“Signing Off… For Now”
I never thought I'd write something like this.
The past few days have been a little heavy—WhatsApp was down, I couldn’t post for a while. And even when I tried logging in through a different account just to keep the story going… there wasn’t even a single read.
I know—maybe not maybe, definitely—it was my fault.
I had the best scene in mind. But ideas alone aren’t enough. It’s a skill—presenting it, building an audience, keeping someone hooked. And maybe I haven’t mastered that yet.
The words and comments I did receive earlier... maybe they were from people who already knew me, or those who supported me because I once supported them. Not because the story truly reached them.
And now, it feels like... giving up.
I’m not saying this in the moment—I’ve felt it growing slowly.

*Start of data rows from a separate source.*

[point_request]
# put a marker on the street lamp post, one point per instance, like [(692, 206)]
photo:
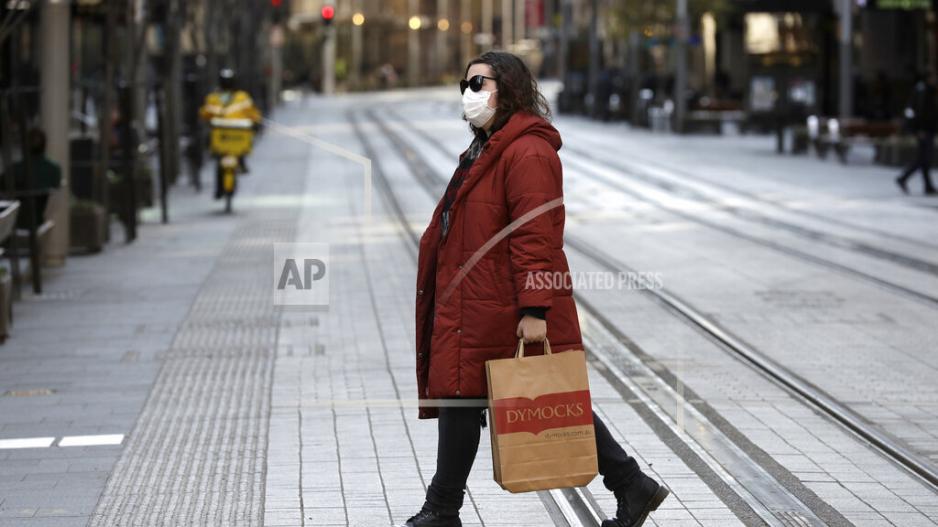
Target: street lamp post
[(413, 44), (846, 58), (442, 63), (487, 25), (358, 20), (507, 13), (465, 29), (680, 78), (54, 25)]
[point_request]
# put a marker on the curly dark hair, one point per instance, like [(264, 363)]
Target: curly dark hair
[(517, 87)]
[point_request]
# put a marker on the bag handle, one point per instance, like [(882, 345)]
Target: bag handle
[(520, 353)]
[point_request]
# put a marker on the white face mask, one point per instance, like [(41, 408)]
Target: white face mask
[(475, 106)]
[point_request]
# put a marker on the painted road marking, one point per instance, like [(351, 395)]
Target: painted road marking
[(98, 440), (46, 442), (26, 442)]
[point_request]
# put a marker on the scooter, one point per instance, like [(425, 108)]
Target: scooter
[(231, 140)]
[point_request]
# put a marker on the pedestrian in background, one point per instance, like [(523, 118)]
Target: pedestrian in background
[(44, 175), (469, 313), (921, 115)]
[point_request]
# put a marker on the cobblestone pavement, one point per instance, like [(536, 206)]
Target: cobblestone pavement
[(229, 411)]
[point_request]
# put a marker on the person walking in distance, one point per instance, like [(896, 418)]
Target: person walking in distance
[(470, 310), (922, 114)]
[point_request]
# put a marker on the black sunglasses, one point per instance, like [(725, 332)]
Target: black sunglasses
[(474, 83)]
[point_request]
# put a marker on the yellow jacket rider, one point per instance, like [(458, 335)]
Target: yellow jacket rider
[(228, 102)]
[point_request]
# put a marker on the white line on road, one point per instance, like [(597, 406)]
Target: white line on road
[(67, 441), (26, 442)]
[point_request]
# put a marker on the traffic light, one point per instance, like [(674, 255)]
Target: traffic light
[(328, 14)]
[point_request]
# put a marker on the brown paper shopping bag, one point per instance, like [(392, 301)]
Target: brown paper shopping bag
[(541, 421)]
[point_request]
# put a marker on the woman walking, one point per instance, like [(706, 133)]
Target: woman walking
[(500, 222)]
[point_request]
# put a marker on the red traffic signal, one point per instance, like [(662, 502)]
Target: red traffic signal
[(328, 13)]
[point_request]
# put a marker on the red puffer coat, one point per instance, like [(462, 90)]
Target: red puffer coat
[(468, 306)]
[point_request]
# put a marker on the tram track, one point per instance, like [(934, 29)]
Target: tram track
[(640, 168), (830, 240), (754, 493), (793, 383)]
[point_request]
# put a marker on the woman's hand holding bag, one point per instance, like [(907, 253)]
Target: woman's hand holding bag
[(532, 329)]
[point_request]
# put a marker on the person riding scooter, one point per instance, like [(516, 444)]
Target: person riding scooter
[(228, 102)]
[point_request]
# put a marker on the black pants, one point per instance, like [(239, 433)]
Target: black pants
[(459, 429), (923, 160)]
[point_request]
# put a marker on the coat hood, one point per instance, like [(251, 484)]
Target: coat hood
[(523, 123), (520, 124)]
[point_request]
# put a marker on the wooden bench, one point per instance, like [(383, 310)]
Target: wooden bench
[(36, 234), (9, 211), (828, 133)]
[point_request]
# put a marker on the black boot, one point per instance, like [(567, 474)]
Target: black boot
[(428, 518), (902, 184), (636, 501)]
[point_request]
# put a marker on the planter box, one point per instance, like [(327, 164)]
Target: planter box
[(88, 226), (6, 305)]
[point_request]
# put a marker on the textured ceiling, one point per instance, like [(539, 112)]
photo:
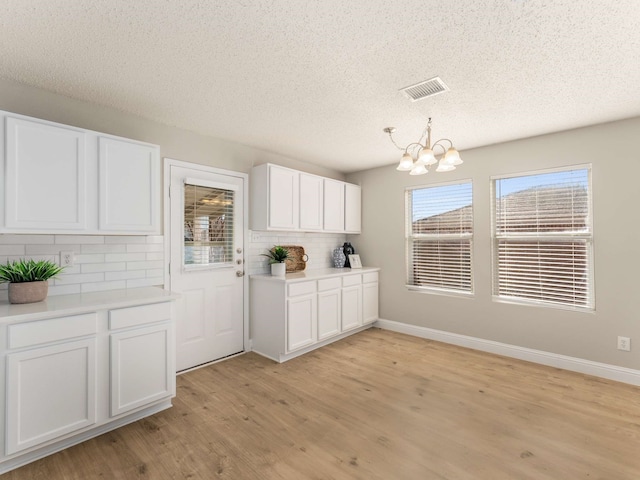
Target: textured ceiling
[(318, 80)]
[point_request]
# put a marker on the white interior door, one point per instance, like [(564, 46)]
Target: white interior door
[(207, 263)]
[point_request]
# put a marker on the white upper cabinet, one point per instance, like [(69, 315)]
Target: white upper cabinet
[(352, 208), (311, 202), (333, 205), (44, 177), (129, 186), (61, 179), (289, 200), (275, 203)]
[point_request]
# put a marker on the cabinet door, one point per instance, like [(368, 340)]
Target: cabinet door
[(329, 310), (311, 202), (351, 307), (45, 177), (284, 201), (301, 322), (352, 208), (369, 302), (142, 367), (51, 391), (333, 205), (129, 186)]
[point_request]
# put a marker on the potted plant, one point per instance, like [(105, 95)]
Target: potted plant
[(28, 279), (277, 256)]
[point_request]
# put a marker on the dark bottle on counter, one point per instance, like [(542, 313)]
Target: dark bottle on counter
[(348, 249)]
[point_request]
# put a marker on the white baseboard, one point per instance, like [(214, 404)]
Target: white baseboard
[(604, 370)]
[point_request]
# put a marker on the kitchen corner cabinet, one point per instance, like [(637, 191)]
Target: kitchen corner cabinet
[(284, 199), (81, 365), (303, 311), (62, 179)]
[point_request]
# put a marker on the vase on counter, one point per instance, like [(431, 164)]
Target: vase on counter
[(339, 258), (347, 249)]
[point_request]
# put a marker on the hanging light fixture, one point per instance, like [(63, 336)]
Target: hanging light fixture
[(424, 154)]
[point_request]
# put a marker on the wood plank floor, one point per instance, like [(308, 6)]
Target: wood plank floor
[(377, 405)]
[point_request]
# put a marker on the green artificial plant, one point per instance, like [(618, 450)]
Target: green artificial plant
[(21, 271)]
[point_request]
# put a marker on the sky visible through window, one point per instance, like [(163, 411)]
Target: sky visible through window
[(425, 203)]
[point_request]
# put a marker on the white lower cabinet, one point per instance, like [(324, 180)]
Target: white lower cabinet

Like something is missing in my writing, the excitement, the hook, the way it should feel alive.
Truth is, I’d stay a little more motivated if I just had one read.

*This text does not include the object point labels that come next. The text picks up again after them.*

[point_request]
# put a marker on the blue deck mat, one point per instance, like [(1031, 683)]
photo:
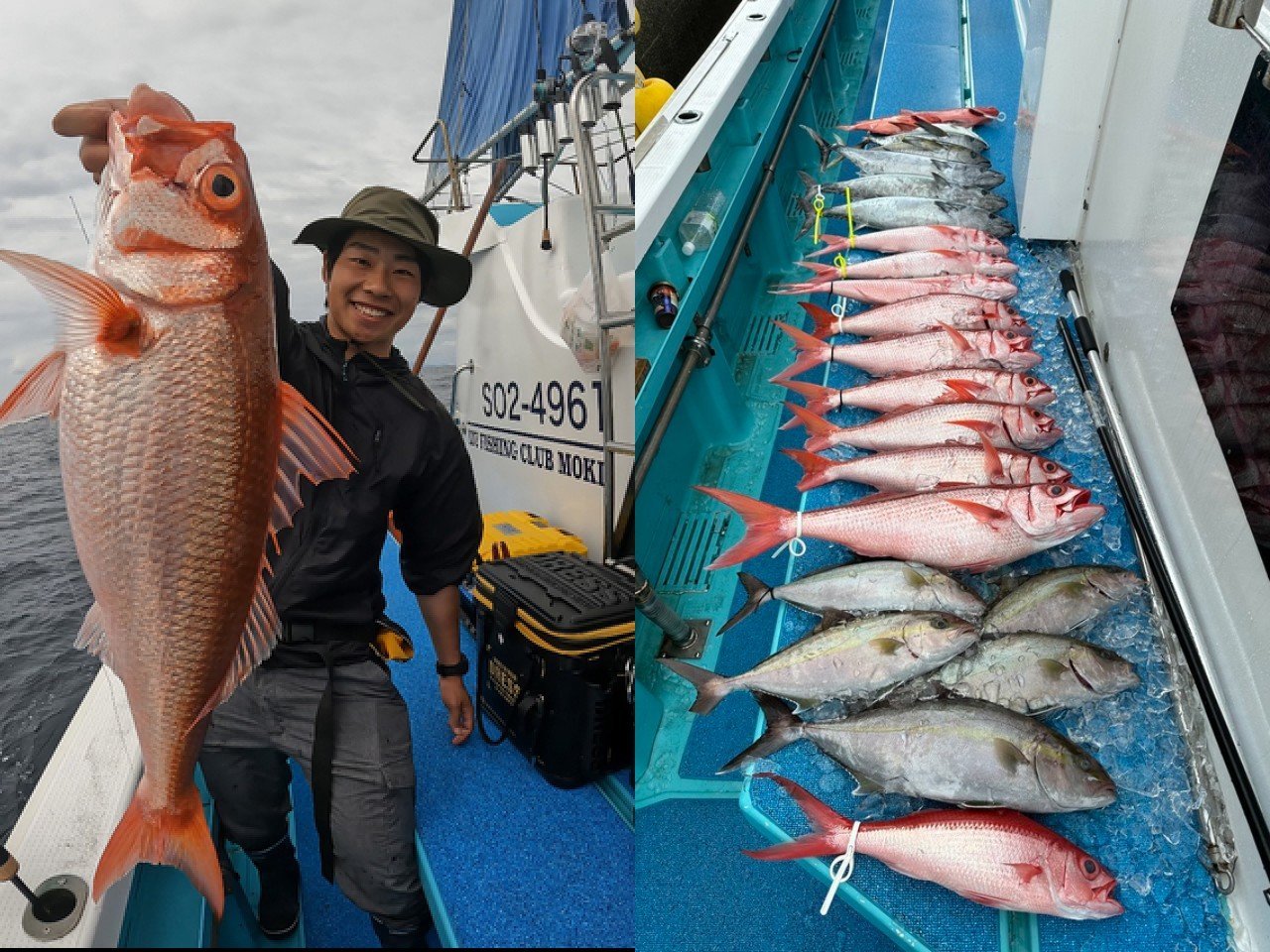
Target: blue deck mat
[(1148, 837), (708, 895), (518, 862)]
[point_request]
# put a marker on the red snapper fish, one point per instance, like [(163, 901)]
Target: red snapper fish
[(949, 386), (917, 264), (915, 353), (926, 468), (884, 291), (974, 529), (1003, 425), (907, 119), (181, 452), (916, 238), (919, 315), (998, 858)]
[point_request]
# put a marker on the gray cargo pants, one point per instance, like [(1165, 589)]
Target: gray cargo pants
[(271, 717)]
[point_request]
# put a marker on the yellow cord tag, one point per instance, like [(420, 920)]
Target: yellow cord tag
[(851, 223)]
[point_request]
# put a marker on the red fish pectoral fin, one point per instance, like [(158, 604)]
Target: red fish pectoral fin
[(173, 837), (310, 448), (994, 518), (87, 309), (1026, 871), (40, 391), (959, 340), (991, 460), (965, 391)]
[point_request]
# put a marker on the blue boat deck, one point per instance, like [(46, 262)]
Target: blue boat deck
[(697, 892)]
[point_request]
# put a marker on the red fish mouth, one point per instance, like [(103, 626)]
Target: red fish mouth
[(1080, 499)]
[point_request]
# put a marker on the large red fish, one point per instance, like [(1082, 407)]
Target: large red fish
[(974, 529), (998, 858), (181, 451)]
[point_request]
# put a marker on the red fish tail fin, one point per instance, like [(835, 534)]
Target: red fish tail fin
[(820, 400), (811, 350), (816, 468), (826, 324), (177, 837), (832, 828), (820, 430), (766, 526)]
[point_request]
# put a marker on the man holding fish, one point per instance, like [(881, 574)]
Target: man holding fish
[(321, 694)]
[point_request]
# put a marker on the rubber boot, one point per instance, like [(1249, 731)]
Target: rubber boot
[(420, 937), (278, 909)]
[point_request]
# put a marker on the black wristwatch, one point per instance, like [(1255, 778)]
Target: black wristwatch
[(453, 670)]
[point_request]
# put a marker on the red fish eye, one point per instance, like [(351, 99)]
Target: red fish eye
[(220, 188)]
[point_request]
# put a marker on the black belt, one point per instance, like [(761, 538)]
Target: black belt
[(327, 645)]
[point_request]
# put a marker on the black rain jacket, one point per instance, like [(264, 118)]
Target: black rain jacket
[(411, 461)]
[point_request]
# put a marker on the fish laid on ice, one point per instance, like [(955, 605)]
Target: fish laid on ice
[(1061, 599), (864, 588), (915, 353), (1002, 425), (917, 264), (948, 386), (974, 529), (917, 315), (181, 452), (919, 238), (998, 858), (953, 751), (898, 212), (852, 658), (912, 185), (928, 468), (1029, 673)]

But this silence, it’s disheartening.
Maybe it’s not my time. Maybe I’m not ready yet.
I truly respect every creator out there who just keeps going, no matter what. Because I… I’m just a normal writer.

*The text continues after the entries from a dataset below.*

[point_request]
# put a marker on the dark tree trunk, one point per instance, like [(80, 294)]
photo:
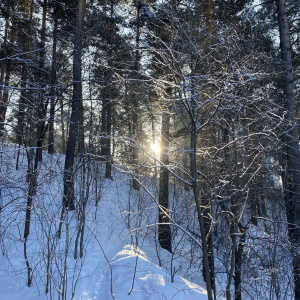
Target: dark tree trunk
[(6, 69), (164, 230), (51, 148), (76, 125), (292, 193)]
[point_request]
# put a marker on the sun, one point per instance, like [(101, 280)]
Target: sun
[(155, 148)]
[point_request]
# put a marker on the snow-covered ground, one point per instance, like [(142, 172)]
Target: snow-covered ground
[(121, 258)]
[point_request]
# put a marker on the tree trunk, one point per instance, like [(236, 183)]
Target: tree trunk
[(164, 230), (7, 66), (292, 194), (76, 125), (51, 148)]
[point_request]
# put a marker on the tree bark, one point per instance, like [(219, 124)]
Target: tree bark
[(76, 122), (292, 193), (51, 148), (164, 230)]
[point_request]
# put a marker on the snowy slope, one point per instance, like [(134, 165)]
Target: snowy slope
[(120, 254)]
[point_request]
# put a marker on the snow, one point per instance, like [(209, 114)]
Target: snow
[(121, 258)]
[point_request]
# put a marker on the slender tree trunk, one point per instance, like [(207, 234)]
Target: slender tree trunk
[(164, 230), (199, 207), (76, 126), (41, 105), (135, 118), (6, 69), (51, 149), (292, 194)]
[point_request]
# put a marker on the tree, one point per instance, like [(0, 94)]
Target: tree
[(292, 171), (76, 121)]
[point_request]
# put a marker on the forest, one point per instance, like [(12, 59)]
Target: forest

One who might come back, maybe.
I won’t delete this story.
Somewhere, deep inside, a tiny part of me still believes that someone might understand what I tried to create.
And to the one or two people who truly enjoyed what I wrote—I feel accountable to you.
I’m sorry I couldn’t give you my best. I couldn’t keep the engagement.
But for now… I’ll sign off here.
Maybe silence will have answers that noise never did.